Uncovering cancer-cell ‘hierarchies’
Recently, Filbin and her colleagues used single-cell RNA sequencing to profile another deadly tumor, diffuse midline glioma, also known as diffuse intrinsic pontine glioma (DIPG). In tumors caused by one specific mutation, they found a rogue, immature type of cell that constantly divided and proliferated much like stem cells, fueling the tumor’s spread.
Unlike glioblastoma, DIPG cells seemed to morph in just one direction: a few rogue cells were able to differentiate into more mature cells. That offers a new approach to explore: getting these tumor-propagating cells to mature and become less of a threat. Filbin thinks other tumors might follow this “unidirectional hierarchy.”
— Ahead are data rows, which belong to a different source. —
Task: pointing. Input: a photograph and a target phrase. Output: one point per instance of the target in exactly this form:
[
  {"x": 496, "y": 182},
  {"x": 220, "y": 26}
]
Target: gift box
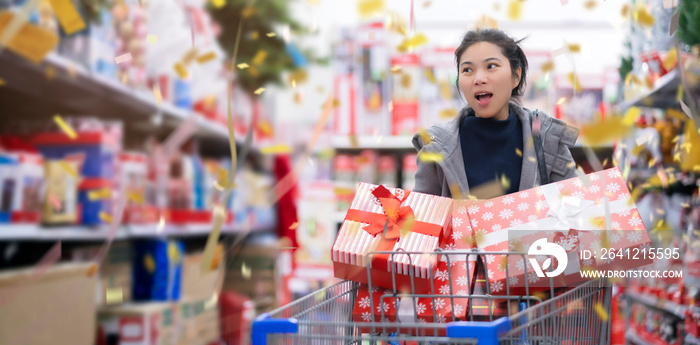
[
  {"x": 382, "y": 219},
  {"x": 567, "y": 213}
]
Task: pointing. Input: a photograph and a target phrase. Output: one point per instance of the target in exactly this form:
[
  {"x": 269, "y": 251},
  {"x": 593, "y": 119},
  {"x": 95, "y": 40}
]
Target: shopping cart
[{"x": 324, "y": 317}]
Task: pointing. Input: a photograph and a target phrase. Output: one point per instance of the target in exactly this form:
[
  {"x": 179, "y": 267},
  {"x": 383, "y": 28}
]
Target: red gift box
[
  {"x": 394, "y": 220},
  {"x": 514, "y": 222}
]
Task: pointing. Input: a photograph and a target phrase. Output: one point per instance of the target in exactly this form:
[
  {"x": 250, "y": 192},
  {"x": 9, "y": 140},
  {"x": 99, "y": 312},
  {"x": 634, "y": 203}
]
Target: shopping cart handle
[
  {"x": 486, "y": 333},
  {"x": 264, "y": 324}
]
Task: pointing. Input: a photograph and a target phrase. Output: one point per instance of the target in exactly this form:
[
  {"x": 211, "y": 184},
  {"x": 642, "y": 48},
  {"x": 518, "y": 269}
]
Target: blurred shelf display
[
  {"x": 124, "y": 232},
  {"x": 663, "y": 95},
  {"x": 379, "y": 142}
]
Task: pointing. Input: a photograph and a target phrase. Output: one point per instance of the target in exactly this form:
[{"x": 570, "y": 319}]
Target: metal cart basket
[{"x": 576, "y": 317}]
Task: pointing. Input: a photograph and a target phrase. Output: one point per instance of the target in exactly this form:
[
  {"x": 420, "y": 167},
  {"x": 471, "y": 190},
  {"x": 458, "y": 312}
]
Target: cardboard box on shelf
[{"x": 56, "y": 306}]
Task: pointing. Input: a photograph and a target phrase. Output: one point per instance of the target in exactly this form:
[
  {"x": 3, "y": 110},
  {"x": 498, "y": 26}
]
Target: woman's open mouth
[{"x": 483, "y": 98}]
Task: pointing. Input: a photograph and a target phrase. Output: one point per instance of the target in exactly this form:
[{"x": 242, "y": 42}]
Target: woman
[{"x": 492, "y": 138}]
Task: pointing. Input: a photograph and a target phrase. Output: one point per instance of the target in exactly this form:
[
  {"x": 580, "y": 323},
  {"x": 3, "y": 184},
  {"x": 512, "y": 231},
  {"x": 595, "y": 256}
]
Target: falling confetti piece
[
  {"x": 104, "y": 193},
  {"x": 123, "y": 58},
  {"x": 212, "y": 240},
  {"x": 574, "y": 48},
  {"x": 181, "y": 70},
  {"x": 642, "y": 16},
  {"x": 369, "y": 8},
  {"x": 69, "y": 169},
  {"x": 276, "y": 149},
  {"x": 575, "y": 82},
  {"x": 412, "y": 43},
  {"x": 259, "y": 57},
  {"x": 430, "y": 157},
  {"x": 68, "y": 16},
  {"x": 149, "y": 263},
  {"x": 105, "y": 217},
  {"x": 206, "y": 57},
  {"x": 515, "y": 9},
  {"x": 67, "y": 129},
  {"x": 547, "y": 66},
  {"x": 114, "y": 296}
]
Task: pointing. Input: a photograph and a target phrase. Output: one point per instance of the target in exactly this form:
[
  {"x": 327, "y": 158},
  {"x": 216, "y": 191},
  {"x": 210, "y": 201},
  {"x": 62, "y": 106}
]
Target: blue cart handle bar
[{"x": 486, "y": 333}]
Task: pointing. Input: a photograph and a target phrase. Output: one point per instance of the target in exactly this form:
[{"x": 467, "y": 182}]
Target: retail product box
[
  {"x": 199, "y": 285},
  {"x": 386, "y": 212},
  {"x": 48, "y": 305},
  {"x": 237, "y": 314},
  {"x": 154, "y": 323},
  {"x": 114, "y": 275},
  {"x": 157, "y": 270}
]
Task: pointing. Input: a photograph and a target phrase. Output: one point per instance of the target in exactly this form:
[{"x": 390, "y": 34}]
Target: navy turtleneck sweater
[{"x": 488, "y": 149}]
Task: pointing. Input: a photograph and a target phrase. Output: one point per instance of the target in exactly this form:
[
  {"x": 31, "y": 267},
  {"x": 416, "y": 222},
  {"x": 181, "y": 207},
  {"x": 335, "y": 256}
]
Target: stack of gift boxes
[{"x": 399, "y": 244}]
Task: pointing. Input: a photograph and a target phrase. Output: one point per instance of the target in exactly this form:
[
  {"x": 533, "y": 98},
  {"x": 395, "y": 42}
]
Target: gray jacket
[{"x": 437, "y": 177}]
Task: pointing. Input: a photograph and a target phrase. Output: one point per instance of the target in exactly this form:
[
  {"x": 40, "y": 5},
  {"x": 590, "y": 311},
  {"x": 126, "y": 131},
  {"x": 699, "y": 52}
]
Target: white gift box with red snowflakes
[{"x": 513, "y": 222}]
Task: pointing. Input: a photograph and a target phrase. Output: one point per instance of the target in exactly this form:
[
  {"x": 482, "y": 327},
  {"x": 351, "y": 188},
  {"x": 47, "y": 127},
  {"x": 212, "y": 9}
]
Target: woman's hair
[{"x": 509, "y": 47}]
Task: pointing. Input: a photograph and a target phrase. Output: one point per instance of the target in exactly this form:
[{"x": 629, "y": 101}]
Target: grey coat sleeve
[
  {"x": 564, "y": 165},
  {"x": 427, "y": 180}
]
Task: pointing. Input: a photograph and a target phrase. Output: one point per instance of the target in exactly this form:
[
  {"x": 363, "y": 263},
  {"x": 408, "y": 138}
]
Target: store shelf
[
  {"x": 82, "y": 233},
  {"x": 373, "y": 142},
  {"x": 663, "y": 95},
  {"x": 73, "y": 90},
  {"x": 667, "y": 306}
]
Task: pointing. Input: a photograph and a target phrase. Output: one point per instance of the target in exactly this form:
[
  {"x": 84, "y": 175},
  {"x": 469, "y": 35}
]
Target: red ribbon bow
[{"x": 395, "y": 216}]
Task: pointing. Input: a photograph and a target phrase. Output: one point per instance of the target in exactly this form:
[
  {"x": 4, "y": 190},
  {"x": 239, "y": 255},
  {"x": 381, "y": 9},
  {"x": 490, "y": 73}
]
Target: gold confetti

“The younger the child, the more immature the tumors, and the more unidirectional we think they will be, because they resemble early development so much,” she said. “Older children may be more likely to follow a glioblastoma pattern.”
Treating glioblastoma: The plot thickens
As for glioblastoma, the new findings indicate a need for combination therapies that target all four tumor states at once, the authors said.
Filbin and her colleagues plan to try different combinations of gene-editing approaches and drugs aimed at changing cell state. Such drugs could block molecular pathways that keep tumor cells in an immature state or could target the packaging of DNA into chromatin that determines which RNA is transcribed.
“Applying novel technologies to these vicious tumors gives us an opportunity to understand what drives them at a whole new level that was unthinkable a few years ago,” said Filbin. “The time is ripe to take these findings and finally translate them into novel therapies.”
Tirosh and Suvà were co-senior investigators on the paper. Suvà, Neftel, Filbin and other coauthors are also affiliated with the Broad Institute of MIT and Harvard. The authors declare no competing interests.
Funders included numerous foundations, the American Cancer Society, the National Cancer Institute and the National Institutes of Health.